The annual “30 Minutes With” program included 22 meetings with 28 TV executives from nine different countries. Panels, workshops, and pitching sessions — including one hosted by Cartoon Network and one presented by the Brazilian Ministry of Culture and Brazilian TV Producers – were the highlights of this year’s edition.

Despite having fewer exhibitors and participants than in years past, there were a great number of well-attended panels, including ones about “Production Business Models” and “Business Models in a Changing World.” The latter was moderated by VideoAge’s Dom Serafini and featured panelists Farrell Meisel, an American TV broadcast and satellite consultant, and Charles Zamaria, professor of Radio and Television at Ryerson University in Toronto, Canada.

During his presentation, Professor Zamaria addressed the unique challenges the TV industry faces in a changing media landscape: “Internet ain’t TV. Internet is a destination.” Meisel pointed out that with the popularity of the Internet, “[People] have more options. It’s a jungle out there.” Serafini challenged the panelists with questions about technology and programming, prompting debates about the switch from broadcast to broadband and whether, with IPTV availability looming, DTV (or DTT) is a useless and costly temporary technology.

This year marked the first meeting of television stations from Mercosur countries (Argentina, Brazil, Paraguay and Uruguay) and associated states (Bolivia, Chile and Perú).
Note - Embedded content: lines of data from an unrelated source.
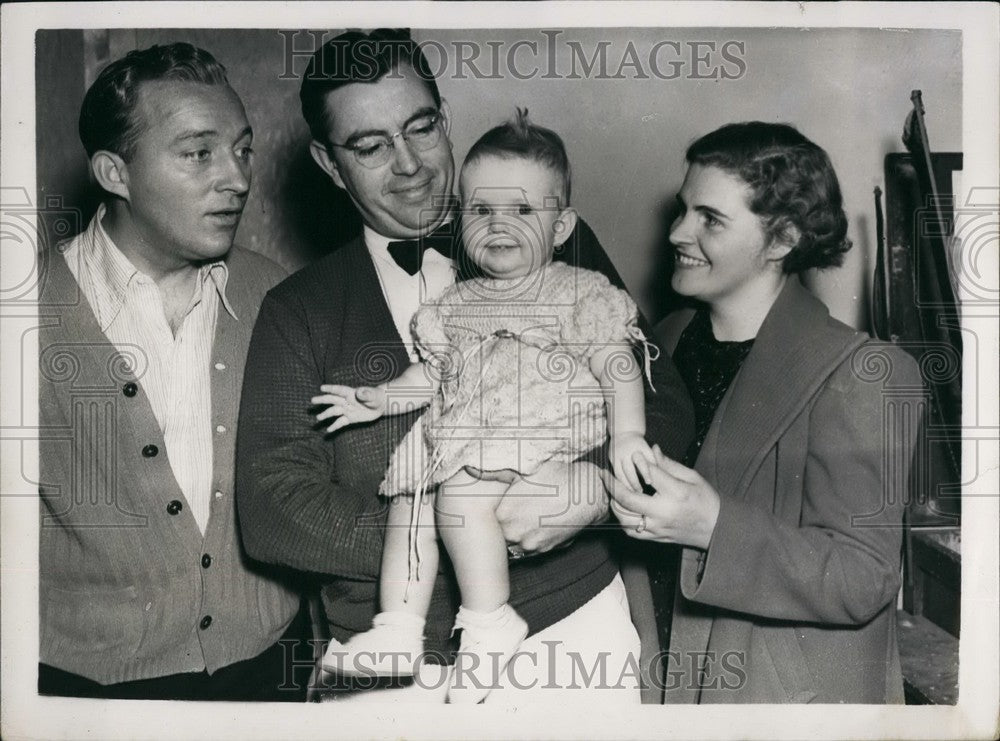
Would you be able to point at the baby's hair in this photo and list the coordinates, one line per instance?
(520, 138)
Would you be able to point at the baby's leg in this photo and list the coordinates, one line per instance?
(397, 592)
(394, 644)
(491, 629)
(468, 525)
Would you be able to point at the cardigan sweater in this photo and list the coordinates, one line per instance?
(129, 587)
(794, 600)
(310, 501)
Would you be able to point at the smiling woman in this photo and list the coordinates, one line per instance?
(782, 470)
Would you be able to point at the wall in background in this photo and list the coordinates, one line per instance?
(847, 89)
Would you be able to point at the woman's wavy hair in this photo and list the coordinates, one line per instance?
(108, 118)
(794, 188)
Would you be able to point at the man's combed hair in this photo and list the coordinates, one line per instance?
(108, 119)
(358, 57)
(793, 184)
(522, 139)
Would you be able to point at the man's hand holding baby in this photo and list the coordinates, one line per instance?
(350, 405)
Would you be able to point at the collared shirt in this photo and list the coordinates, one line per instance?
(173, 368)
(405, 293)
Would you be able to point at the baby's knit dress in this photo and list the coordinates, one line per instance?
(516, 387)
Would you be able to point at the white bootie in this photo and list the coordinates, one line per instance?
(489, 642)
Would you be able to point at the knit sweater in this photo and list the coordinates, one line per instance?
(311, 502)
(129, 587)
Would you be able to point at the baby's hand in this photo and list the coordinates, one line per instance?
(349, 405)
(629, 452)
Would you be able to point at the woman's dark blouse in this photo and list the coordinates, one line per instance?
(708, 367)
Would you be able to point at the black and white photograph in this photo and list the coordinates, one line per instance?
(615, 370)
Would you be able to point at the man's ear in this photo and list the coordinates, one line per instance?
(446, 118)
(111, 172)
(564, 225)
(321, 155)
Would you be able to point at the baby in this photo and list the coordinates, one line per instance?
(530, 361)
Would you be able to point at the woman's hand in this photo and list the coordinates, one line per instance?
(349, 405)
(627, 450)
(683, 510)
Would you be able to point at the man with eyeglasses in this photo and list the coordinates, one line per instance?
(380, 131)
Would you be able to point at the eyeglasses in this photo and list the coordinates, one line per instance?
(375, 150)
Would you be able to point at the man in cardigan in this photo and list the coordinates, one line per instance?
(146, 316)
(380, 131)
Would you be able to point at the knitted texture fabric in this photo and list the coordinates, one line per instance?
(516, 384)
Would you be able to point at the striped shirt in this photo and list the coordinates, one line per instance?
(173, 368)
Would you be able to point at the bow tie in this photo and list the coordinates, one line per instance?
(409, 253)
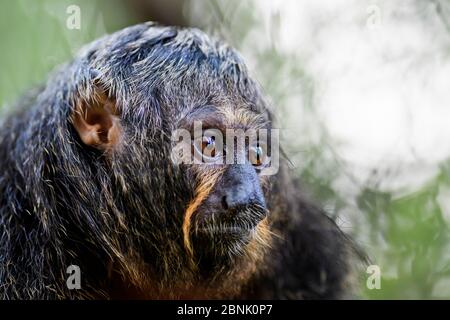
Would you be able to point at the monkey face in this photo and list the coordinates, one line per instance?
(211, 212)
(227, 214)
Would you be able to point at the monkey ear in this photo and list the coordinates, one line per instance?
(97, 122)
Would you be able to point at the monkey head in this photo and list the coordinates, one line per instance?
(171, 220)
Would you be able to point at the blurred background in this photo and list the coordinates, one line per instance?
(361, 89)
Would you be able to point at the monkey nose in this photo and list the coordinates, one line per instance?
(240, 187)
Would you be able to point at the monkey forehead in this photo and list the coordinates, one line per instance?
(161, 70)
(223, 117)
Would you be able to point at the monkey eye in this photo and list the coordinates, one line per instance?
(207, 149)
(258, 155)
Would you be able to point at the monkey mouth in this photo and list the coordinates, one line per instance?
(237, 223)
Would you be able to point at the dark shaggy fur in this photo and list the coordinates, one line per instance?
(119, 216)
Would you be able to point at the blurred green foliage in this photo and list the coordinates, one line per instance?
(406, 234)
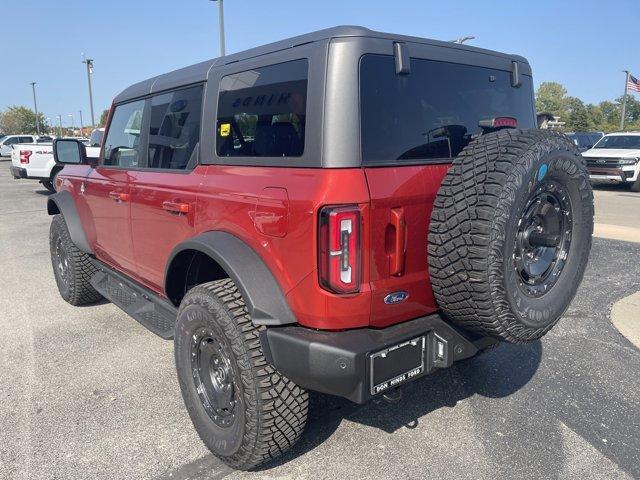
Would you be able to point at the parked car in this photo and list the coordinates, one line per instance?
(615, 159)
(35, 161)
(345, 211)
(8, 140)
(585, 140)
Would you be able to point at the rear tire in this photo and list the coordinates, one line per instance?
(244, 411)
(72, 268)
(507, 192)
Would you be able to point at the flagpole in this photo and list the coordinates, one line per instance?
(624, 100)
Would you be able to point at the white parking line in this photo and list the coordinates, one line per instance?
(616, 232)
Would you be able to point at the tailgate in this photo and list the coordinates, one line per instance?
(401, 202)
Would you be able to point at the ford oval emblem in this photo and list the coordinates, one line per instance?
(396, 297)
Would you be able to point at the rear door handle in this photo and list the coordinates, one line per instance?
(396, 259)
(180, 208)
(119, 196)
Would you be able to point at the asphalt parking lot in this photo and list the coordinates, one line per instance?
(89, 393)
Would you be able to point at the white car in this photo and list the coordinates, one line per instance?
(35, 160)
(615, 158)
(8, 140)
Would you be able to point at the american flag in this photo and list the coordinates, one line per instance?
(633, 83)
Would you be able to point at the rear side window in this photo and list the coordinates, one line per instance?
(261, 112)
(122, 145)
(433, 112)
(174, 129)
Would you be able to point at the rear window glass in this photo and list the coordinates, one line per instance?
(261, 112)
(433, 112)
(174, 129)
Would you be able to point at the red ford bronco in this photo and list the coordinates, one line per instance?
(344, 212)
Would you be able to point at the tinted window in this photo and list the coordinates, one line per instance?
(261, 112)
(123, 139)
(433, 112)
(620, 141)
(174, 130)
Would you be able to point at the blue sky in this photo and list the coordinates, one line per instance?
(584, 44)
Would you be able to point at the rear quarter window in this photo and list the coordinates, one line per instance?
(433, 112)
(262, 112)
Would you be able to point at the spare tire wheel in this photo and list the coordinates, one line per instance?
(510, 233)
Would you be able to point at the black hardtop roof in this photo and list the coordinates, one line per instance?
(199, 71)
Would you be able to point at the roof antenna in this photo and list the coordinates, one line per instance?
(461, 40)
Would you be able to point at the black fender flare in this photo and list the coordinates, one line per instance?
(63, 203)
(260, 290)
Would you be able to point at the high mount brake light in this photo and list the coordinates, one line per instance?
(339, 249)
(24, 156)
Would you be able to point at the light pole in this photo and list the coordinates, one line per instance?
(89, 63)
(461, 40)
(221, 25)
(624, 99)
(35, 106)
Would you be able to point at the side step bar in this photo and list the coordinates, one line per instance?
(145, 306)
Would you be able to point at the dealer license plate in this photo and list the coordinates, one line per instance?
(396, 365)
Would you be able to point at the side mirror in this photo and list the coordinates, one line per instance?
(68, 151)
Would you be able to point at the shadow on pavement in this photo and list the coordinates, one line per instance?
(495, 374)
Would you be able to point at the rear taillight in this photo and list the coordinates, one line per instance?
(339, 249)
(24, 156)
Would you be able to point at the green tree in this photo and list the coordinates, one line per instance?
(578, 118)
(103, 118)
(552, 97)
(19, 119)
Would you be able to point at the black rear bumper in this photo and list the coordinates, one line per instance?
(338, 363)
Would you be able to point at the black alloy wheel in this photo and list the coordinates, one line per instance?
(543, 238)
(213, 377)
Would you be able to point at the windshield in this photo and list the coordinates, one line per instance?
(434, 111)
(624, 142)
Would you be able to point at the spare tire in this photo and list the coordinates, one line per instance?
(510, 233)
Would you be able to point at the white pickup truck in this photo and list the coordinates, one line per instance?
(616, 158)
(35, 160)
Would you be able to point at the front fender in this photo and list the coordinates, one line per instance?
(63, 203)
(260, 290)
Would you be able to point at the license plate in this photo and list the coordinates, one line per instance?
(396, 365)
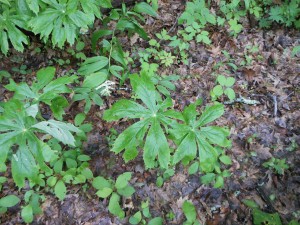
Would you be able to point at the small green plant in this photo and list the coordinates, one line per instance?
(154, 118)
(32, 206)
(190, 213)
(224, 87)
(113, 191)
(7, 202)
(45, 90)
(279, 165)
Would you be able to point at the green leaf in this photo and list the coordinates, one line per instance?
(230, 93)
(136, 218)
(193, 168)
(27, 214)
(144, 7)
(156, 145)
(189, 211)
(100, 183)
(210, 114)
(156, 221)
(79, 118)
(59, 130)
(60, 190)
(208, 178)
(127, 191)
(225, 159)
(104, 192)
(218, 90)
(122, 180)
(9, 201)
(114, 206)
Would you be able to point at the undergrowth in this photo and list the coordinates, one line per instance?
(47, 153)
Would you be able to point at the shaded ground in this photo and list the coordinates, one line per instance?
(258, 132)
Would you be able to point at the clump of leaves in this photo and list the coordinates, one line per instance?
(19, 127)
(45, 89)
(114, 191)
(194, 139)
(224, 87)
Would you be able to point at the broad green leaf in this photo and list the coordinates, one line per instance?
(230, 93)
(122, 180)
(218, 90)
(27, 214)
(156, 145)
(79, 118)
(60, 190)
(59, 130)
(189, 211)
(210, 114)
(9, 201)
(114, 206)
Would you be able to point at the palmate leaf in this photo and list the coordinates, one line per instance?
(17, 129)
(59, 130)
(154, 118)
(9, 31)
(195, 140)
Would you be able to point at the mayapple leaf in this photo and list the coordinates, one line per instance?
(9, 201)
(59, 130)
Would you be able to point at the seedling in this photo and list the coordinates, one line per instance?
(224, 87)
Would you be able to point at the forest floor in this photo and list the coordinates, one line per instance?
(258, 132)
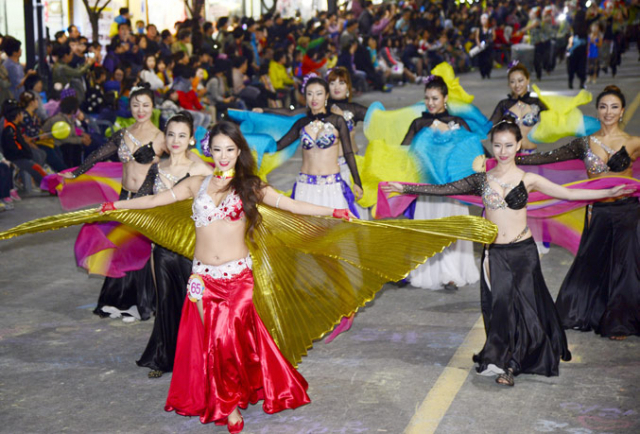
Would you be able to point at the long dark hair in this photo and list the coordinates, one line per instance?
(143, 88)
(245, 182)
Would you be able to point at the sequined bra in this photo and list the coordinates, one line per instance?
(205, 211)
(143, 155)
(516, 198)
(325, 138)
(349, 119)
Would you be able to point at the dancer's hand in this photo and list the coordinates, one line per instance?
(336, 110)
(107, 206)
(358, 192)
(392, 187)
(621, 190)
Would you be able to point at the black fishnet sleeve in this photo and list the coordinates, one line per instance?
(414, 128)
(102, 153)
(284, 111)
(359, 111)
(293, 134)
(347, 149)
(498, 112)
(542, 105)
(471, 185)
(575, 150)
(147, 185)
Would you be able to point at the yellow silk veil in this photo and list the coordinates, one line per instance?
(309, 271)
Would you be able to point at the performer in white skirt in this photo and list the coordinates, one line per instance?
(340, 92)
(433, 138)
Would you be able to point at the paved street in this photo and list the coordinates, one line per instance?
(405, 366)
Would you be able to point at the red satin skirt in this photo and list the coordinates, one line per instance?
(231, 360)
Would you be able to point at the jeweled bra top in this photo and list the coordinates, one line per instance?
(143, 155)
(160, 186)
(529, 119)
(205, 210)
(580, 149)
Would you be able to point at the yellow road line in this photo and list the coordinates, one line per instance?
(430, 413)
(630, 111)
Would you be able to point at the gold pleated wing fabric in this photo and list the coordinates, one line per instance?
(309, 271)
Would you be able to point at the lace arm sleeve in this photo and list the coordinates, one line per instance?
(147, 185)
(470, 185)
(293, 134)
(497, 113)
(100, 154)
(571, 151)
(413, 129)
(359, 111)
(347, 149)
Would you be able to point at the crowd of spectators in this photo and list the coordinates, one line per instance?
(243, 63)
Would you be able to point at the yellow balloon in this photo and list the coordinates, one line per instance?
(60, 130)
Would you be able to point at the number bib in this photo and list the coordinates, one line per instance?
(195, 287)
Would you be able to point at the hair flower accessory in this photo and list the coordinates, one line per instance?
(326, 76)
(204, 143)
(428, 79)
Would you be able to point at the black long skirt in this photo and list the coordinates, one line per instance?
(135, 288)
(172, 273)
(522, 325)
(601, 291)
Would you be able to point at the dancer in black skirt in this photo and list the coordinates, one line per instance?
(524, 334)
(171, 271)
(601, 291)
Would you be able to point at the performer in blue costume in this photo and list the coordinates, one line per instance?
(386, 129)
(445, 149)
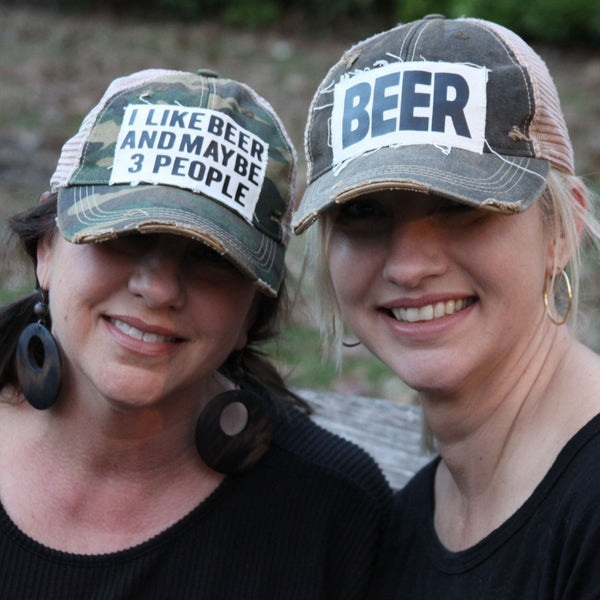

A new Canadian project was presented at the event, which closed with a full day of meetings with TV stations from the eight Portuguese-speaking countries of the world and the city state of Macau (spanning Europe, South America, Africa and Asia).

Rede Globo, one of the largest sponsors and exhibitors, took the opportunity to introduce a series of books written by college professor Mauro Alencar, who adapted scripts of five popular telenovelas into books, in effect reversing the usual process of books being adapted to screenplays.

Attending the events were all Brazilian TV networks, including SBT, Band and Record TV, the latter operating without a stand. Al Jazeera English Service made its first appearance at this year’s edition.
The next Forum Brasil is set for June 16-17, 2010 in Sao Paulo.